“I’m afraid to wear the dress I was wearing when I got sick,” I told Ming.
“Why?” he asked.
“Superstition,” I said. “Afraid I’ll get sick again.”
“Maybe the dress saved your life,” he said.
The dress fits differently now. Yesterday at the doctor, the scale told me I lost 23 pounds.
I had feelings about it. Doctors are like, you lost weight, very good. No matter you almost died. No matter you lost weight because you were in the hospital unable to eat for five days.
Last time I lost weight, years ago with a med change, I wore a belt to keep my pants up. They were falling off me, and I had applied for social security, had no money for new clothes.
Then I gained all that weight back, and then some.

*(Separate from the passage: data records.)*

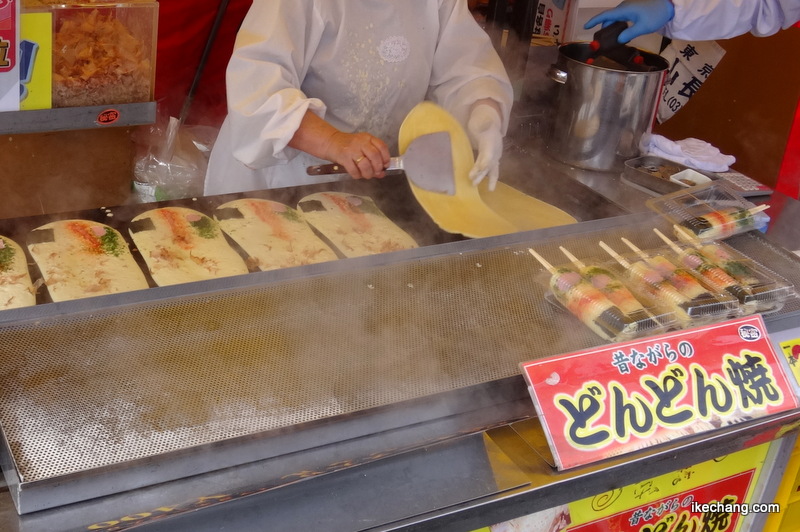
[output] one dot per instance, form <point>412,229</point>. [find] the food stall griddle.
<point>107,394</point>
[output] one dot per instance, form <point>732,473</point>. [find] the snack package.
<point>711,212</point>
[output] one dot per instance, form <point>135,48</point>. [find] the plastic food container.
<point>710,212</point>
<point>761,289</point>
<point>601,301</point>
<point>102,53</point>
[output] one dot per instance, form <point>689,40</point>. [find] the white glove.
<point>485,132</point>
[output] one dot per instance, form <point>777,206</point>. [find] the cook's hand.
<point>485,131</point>
<point>647,16</point>
<point>363,155</point>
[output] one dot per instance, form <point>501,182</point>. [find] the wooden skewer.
<point>686,235</point>
<point>635,249</point>
<point>673,246</point>
<point>575,260</point>
<point>619,258</point>
<point>544,262</point>
<point>757,209</point>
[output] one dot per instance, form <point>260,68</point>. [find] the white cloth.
<point>360,64</point>
<point>709,20</point>
<point>694,153</point>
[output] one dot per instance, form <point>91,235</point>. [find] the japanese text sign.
<point>9,43</point>
<point>618,398</point>
<point>717,506</point>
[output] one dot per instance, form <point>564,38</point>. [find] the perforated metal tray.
<point>116,392</point>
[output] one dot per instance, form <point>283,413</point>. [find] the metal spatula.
<point>428,163</point>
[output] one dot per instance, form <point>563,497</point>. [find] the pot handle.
<point>556,74</point>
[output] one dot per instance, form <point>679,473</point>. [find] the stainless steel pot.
<point>602,112</point>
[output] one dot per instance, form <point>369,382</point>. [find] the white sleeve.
<point>466,67</point>
<point>265,103</point>
<point>723,19</point>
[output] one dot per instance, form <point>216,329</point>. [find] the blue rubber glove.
<point>647,16</point>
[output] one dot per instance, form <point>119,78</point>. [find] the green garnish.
<point>291,215</point>
<point>205,227</point>
<point>110,243</point>
<point>368,207</point>
<point>6,255</point>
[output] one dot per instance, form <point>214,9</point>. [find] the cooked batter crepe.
<point>354,224</point>
<point>81,258</point>
<point>16,289</point>
<point>181,245</point>
<point>272,234</point>
<point>472,211</point>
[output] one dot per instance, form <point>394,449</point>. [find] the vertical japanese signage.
<point>9,45</point>
<point>604,402</point>
<point>690,65</point>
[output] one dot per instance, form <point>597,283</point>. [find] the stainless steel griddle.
<point>107,394</point>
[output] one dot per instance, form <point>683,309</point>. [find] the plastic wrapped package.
<point>710,212</point>
<point>691,303</point>
<point>757,288</point>
<point>103,53</point>
<point>171,161</point>
<point>611,312</point>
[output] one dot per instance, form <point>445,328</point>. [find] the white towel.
<point>694,153</point>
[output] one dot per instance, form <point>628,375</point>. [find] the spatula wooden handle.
<point>325,169</point>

I don’t want to be happy I lost weight in this horrible way, and if I look at my past, I know it will be back soon.
Ming’s relative is really interested in my fatness in a way that drives me nuts, and I was on facebook this morning–I belong to a group called Fat Girls Traveling. The women give each other tips for flying while fat and good places to visit.
A lady was talking about how in China people would come up to her and ask her why she was so fat and ask her what she ate, nudge their friend and point and laugh, make rude gestures. There were 80 comments on the thread, mostly by others who had experienced the same.
Then you could see it go into racism and generalizations vs cultural observations. Comments had been turned off.
Someone gave a list of things to say back in Chinese like, Why are you talking to me? Someone else said to reply, Why are you ugly? Why are you poor?
Also there’s a saying, Fat is fortune.
It’s to the point where I don’t want to see Ming’s relative anymore, stressed to begin with, but extra stressed knowing she’s scrutinizing my body and complaining about it to Ming later.
“Do you think it has to do with her being Chinese-American?” I asked Ming. “Or is it just her?”
He starting talking sociologically. The why doesn’t really matter. I’m a bad in-law. I’m supposed to be getting closer to them but am going the other way.
I love myself unconditionally, now more than ever. Those nights in the hospital by myself, that night after the procedure when the bad drugs were still leaving my body, and I was lying there shaky, hearing my mouth say things I didn’t ask it to, having weird too-vivid dreams bits and waking up, back and forth–couldn’t sleep but couldn’t wake.
That shit’s for real. Hours of that, lying on my left side in the half-dark as machines beeped. The roving phlebotomist came to take my blood at midnight, but I wasn’t asleep. I cuddled myself to myself.
My body–it’s ok. We went through that together. We can be fat. My body’s gotta do what it’s gotta do. I’ll be there for her. No doctor can convince me that I’m bad.